Shear's varied catalogue and captivating live performances have won him a devoted fan base that includes numerous fellow artists, many of whom have recorded his compositions. The group includes Cyndi Lauper (who scored a Top Five hit with his "All Through the Night"), The Bangles (who had a hit with his "If She Knew What She Wants"), Alison Moyet (whose cover of Shear's "Whispering Your Name" was a U.K. smash), The Band, Roger McGuinn, 10,000 Maniacs, Curtis Stigers and Jeremy Toback. Fairport Convention co-founder Iain Matthews even recorded an entire album of Shear compositions, 1988's Walking a Changing Line. Shear was the subject of a song by 'Til Tuesday, "J For Jules", after the end of his relationship with that band's singer, Aimee Mann. He also co-wrote the title track of that album, Everything's Different Now, with Matthew Sweet.

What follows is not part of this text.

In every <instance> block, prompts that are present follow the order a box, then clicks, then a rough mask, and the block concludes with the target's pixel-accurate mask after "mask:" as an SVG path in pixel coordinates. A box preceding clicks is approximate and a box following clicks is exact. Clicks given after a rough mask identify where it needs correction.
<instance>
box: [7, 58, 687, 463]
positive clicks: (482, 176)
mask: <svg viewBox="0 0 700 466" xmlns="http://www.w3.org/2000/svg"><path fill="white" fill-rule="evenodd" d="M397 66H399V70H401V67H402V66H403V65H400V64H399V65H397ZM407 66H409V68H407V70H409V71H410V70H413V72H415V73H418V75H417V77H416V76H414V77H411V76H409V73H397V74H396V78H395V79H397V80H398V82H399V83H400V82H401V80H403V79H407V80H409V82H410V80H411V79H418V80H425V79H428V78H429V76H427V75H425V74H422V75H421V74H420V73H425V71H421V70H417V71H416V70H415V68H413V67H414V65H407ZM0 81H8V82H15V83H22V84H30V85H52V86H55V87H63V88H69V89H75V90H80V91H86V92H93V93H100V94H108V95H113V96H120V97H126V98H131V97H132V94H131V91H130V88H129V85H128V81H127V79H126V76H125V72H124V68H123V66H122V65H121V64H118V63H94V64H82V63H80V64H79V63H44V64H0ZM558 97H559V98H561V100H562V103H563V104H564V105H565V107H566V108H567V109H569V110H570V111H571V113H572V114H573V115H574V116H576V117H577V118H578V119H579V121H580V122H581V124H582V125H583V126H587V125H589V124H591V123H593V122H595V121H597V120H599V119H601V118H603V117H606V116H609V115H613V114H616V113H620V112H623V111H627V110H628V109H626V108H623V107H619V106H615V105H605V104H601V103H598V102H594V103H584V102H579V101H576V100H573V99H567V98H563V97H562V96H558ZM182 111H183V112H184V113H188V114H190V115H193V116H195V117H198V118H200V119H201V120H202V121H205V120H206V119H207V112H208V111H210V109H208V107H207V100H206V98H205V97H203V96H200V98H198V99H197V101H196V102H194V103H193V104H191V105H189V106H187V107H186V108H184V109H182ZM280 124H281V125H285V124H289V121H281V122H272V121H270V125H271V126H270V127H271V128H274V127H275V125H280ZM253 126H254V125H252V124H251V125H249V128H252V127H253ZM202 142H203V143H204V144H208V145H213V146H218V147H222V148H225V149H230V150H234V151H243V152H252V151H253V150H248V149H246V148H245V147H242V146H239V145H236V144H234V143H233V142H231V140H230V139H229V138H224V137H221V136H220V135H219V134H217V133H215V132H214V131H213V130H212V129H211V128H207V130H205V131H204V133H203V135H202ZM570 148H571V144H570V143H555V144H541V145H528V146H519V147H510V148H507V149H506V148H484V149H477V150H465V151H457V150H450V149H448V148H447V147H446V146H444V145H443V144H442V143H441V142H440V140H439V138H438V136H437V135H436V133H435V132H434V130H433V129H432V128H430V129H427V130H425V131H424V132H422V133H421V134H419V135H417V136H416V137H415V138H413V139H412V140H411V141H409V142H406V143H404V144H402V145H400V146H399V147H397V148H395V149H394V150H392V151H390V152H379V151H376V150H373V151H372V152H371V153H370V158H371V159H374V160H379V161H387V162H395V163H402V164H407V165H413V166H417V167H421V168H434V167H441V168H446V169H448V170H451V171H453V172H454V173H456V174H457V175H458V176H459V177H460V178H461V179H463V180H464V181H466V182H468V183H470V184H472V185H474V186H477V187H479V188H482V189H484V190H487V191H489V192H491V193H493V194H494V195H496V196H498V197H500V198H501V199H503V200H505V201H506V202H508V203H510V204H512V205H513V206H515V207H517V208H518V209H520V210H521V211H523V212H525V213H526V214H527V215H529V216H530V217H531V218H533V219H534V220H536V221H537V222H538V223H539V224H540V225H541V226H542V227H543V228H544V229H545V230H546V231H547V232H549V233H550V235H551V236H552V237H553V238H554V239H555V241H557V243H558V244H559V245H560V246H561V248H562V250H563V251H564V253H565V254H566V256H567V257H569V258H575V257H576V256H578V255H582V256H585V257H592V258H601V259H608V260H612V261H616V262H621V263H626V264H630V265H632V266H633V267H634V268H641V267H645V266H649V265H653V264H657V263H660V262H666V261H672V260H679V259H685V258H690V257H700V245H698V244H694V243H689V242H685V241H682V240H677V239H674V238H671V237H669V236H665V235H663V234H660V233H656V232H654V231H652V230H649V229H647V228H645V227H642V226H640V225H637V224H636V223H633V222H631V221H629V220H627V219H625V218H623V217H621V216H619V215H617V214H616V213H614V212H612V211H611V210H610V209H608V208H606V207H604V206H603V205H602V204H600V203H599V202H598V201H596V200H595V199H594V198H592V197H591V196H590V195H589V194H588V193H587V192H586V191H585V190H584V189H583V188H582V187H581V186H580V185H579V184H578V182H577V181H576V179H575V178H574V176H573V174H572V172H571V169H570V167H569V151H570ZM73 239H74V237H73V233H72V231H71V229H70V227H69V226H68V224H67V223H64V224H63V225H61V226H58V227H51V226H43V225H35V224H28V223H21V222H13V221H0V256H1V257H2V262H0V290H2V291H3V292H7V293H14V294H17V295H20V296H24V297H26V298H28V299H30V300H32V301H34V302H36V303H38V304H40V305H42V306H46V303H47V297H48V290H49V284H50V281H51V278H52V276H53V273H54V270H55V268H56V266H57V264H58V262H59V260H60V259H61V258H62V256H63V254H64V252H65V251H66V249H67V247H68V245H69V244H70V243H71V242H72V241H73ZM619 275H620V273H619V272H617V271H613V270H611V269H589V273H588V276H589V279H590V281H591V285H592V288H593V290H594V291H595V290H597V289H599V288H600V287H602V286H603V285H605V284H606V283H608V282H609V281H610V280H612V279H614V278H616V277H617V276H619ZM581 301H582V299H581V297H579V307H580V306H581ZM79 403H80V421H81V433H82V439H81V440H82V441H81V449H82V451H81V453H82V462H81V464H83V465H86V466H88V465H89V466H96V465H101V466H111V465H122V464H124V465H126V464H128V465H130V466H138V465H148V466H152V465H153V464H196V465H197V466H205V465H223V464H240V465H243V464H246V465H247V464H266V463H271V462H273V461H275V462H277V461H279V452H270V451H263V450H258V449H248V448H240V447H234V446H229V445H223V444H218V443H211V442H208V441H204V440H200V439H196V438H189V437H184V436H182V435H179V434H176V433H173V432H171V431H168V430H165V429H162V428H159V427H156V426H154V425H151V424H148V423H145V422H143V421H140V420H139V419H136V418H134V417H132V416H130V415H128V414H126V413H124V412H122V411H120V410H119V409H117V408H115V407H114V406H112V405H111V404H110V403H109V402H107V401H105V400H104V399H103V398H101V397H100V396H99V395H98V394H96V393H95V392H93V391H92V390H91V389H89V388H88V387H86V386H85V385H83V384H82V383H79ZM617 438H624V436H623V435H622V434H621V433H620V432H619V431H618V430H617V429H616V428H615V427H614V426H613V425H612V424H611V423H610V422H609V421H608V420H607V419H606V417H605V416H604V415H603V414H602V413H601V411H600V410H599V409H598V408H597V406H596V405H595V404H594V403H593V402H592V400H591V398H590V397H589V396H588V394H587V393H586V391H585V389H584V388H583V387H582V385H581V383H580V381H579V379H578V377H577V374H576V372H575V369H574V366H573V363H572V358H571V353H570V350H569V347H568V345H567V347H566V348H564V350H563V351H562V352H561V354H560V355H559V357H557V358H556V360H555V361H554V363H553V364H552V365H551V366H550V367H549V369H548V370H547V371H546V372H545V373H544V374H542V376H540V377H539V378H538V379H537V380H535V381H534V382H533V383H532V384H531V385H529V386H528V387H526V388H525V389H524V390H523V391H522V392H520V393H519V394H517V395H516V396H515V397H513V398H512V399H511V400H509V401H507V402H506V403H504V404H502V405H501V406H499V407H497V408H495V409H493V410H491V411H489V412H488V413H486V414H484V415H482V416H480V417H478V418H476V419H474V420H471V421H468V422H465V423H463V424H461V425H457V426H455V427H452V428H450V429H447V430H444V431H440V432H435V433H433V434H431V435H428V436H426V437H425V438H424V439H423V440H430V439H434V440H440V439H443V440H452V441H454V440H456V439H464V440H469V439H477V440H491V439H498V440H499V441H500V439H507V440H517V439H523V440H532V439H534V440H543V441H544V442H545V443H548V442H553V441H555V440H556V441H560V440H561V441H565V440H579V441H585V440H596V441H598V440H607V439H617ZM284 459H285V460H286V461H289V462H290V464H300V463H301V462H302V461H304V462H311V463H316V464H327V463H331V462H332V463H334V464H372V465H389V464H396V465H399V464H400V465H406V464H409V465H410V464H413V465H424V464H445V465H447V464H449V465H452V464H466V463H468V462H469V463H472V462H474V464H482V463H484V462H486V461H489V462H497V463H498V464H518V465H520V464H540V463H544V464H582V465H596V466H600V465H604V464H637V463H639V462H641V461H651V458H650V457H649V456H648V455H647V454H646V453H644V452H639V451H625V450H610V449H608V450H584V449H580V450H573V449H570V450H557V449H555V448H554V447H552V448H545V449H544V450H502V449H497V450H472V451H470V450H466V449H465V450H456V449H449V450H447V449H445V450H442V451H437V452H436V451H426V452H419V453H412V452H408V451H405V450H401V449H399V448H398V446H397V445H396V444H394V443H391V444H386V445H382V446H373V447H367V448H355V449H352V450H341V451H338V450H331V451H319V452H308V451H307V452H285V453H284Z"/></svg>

"As I get older, I care more about the timeless aspect of making records, and less about making my records sound 'current' or 'competitive' I'm still always looking for that same thrill I got when I was a kid, when I'd hear something great on the radio and be completely blown away by it. I try to keep in touch with that feeling and let the rest of it fall by the wayside. At this point, I kind of realize that I'm not gonna end up on the cover of Rolling Stone, and that I've got a deeper reason for doing this.”

"I'm not interested in getting that one big hit and then being able to retire; I still want to be making records when I'm an old guy," concludes Shear, "My feeling is that if you keep doing good work, good things will happen.…… nothing bad has ever happened to me as a result of putting out a record. So I feel like I'm ahead of the game."